If you see something, say something. Call 1-877-IPEE to report undocumented cases of Yellow Urinalism to the authorities.

Student Eco-Terrorist Group Leaving Unflushed Pee All Over Campus

A radical fringe group widely believed to be backed by the Office of Sustainability has unleashed its most brutal campaign to date, leaving urine unflushed in men’s, women’s, and gender-neutral bathrooms all over campus. The practice, referred to as “Yellow Urinalism,” has been jointly condemned by the Student Health Services and the Office of the Chancellor, yet has taken off in recent weeks. A spokesperson for the group, known only by the alias “George P.P. Martin” said in a statement that “If this practice were adopted by the student body and endorsed by the administration, the University would save millions of gallons of water per year, which is both in its financial interest and kind to Mother Earth.” The contemptible eco-terrorist went on to claim that leveraging this “green practice” and mentioning it on tours would actually attract more applicants to the school.

The group, formally known as Green Faction, was stripped of its SU status and budget allocation two years ago after a campaign to increase bike use on campus infamously led to the deaths of three students who were looking at their phones and walking on the left side of the path during passing times. While ostensibly disbanded, the group continued operating underground, covertly recruiting at various campus events, particularly the Office of Sustainability’s annual Harvest Festival. Because of Sustainability’s failure to crack down on this subversive activity, it is generally believed that it radicalized and converted Green Faction into a proxy group following its expulsion from SU.

Green Faction first resurfaced in fall of 2017, making waves when it bought out all of the red Solo® cups at Schnuck’s and replaced them with recyclable cups that the Interfraternity Council formally denounced as “super lame” in a statement. In early February, a proclamation posted on the door of BD and entitled the “95 Pee-Pees” foreshadowed the most recent wave of eco-terrorist aggression.
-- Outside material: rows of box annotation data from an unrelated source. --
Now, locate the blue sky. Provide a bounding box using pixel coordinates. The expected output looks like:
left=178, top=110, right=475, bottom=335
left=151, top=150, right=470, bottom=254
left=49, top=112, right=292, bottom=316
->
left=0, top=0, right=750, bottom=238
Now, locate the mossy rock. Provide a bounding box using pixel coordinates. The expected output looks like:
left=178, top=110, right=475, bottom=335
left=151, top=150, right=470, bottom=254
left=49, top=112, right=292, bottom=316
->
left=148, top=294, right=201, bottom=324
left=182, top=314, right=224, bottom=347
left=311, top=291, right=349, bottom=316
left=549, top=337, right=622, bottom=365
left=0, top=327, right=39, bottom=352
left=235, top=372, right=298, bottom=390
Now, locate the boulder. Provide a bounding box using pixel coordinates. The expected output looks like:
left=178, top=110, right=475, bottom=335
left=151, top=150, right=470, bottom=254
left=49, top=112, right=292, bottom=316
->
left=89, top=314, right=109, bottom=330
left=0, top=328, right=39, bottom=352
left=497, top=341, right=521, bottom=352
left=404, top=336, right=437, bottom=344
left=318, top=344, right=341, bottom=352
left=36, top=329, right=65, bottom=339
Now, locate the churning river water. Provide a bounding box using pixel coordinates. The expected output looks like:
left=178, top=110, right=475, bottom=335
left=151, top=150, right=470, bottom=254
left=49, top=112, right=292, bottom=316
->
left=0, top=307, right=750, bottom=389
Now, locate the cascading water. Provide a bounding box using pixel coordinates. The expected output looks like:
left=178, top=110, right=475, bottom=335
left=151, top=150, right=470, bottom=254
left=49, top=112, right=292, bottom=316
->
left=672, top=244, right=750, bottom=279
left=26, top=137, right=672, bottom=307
The revulsion over having to pee into somebody else’s pee has already spawned several reactionary groups, one of which advocates flushing the toilet twice after peeing, “just to make sure all of the pee really gets washed down.” Less radical is the common concern that if Green Faction is not reined in before Spring WILD, Boxed Water may take an even more insidious shape. Students all over campus are hoping it doesn’t come to that point.